Manage Your Own Rental or Hire a Property Manager?
So you’re thinking about buying an investment property. The best case scenario is that the monthly rent covers the cost of your mortgage and other expenses, and puts some money in your pocket every month (making the investment cash flow positive). Some of the standard costs to consider with any rental property include:
- Mortgage Payments: Keep in mind that the higher your down payment, the lower your monthly mortgage payments will be, which means you have a much better chance at being cash flow positive with a high down payment.
- Strata Fees: Monthly maintenance fees for condos.
- Landlord Insurance: You will still need landlord insurance (and vacant insurance if the unit sits empty) to cover any potential problems. Ensure that the tenant has their own insurance as well.
- Property Taxes: Payable twice a year.
- Utilities: You can have your tenant cover utilities.
- Taxes: If this rental is a source of income, you’ll have to plan to pay taxes on your profit.
You will also have to plan for special levies, repair/maintenance to the property and vacancy, all of which can come up at any time.
The other big decision to consider is how to manage the property. You have two options when it comes to managing the rental:
1. Manage the property yourself, which entails finding new tenants, answering tenant inquiries, organizing repairs, collecting rent, ensuring the tenant follows building rules, educating yourself on landlord-tenant laws, etc.

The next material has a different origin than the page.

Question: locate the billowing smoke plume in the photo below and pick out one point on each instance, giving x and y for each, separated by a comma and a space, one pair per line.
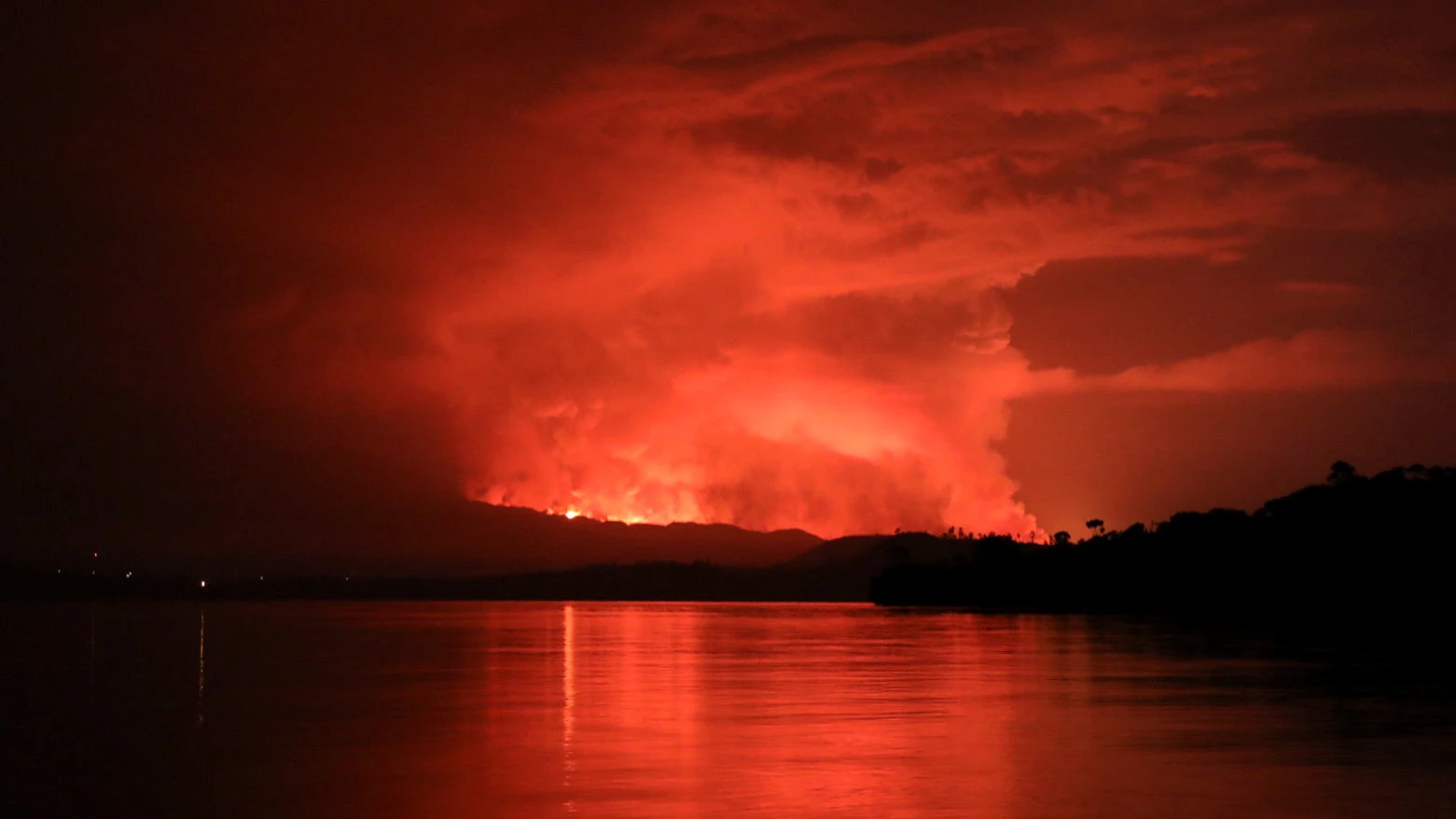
676, 261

2. Use the services of a property manager, which entails paying the property manager an initial monthly fee then a portion of the rent so that they take care of every other aspect of the rental on your behalf.
Hiring a Property Manager
There are many factors that go into deciding to hire a property manager. The biggest reason why people hire a property manager is that they aren’t in town to handle the rental personally, and make the very smart decision to have a trusted professional handle every aspect of the rental. Hiring a property manager is also a good idea if you don’t have the time to deal with tenants (perhaps you travel a lot of work?) or a lack of knowledge when it comes to property maintenance and landlord-tenant relationships.

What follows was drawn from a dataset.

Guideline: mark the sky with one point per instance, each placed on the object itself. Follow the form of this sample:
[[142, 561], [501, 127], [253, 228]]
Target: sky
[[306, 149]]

In order to hire a property manager, you need to do some research. You are looking to develop a long term, trustworthy relationship with an individual who will manage one of your largest investments. First things first, ask for any referrals. Your realtor should have a very good reference available to you, and if they haven’t worked with property managers in the past, some of their fellow realtors likely have. Otherwise, ask friends, family or coworkers for recommendations, and do a google search for qualified licensed persons. Second, interview multiple agents to get a sense of how they work, what they offer (including marketing), their price structure, their contracts and their knowledge of landlord-tenant relationships.
Every property manager may have different pricing structures, but here is a fairly standard example:
- Initial Property Management Fee: 50% of the First Months Rent
- This should cover tenant placement services, marketing, move in inspections, and more.
- Monthly Fee: 6% of the Monthly Rent (Double for Furnished Properties)
- This should cover rent collection, emergency on-call, rental increase, lease renewals, inspections, strata issues, repairs and more.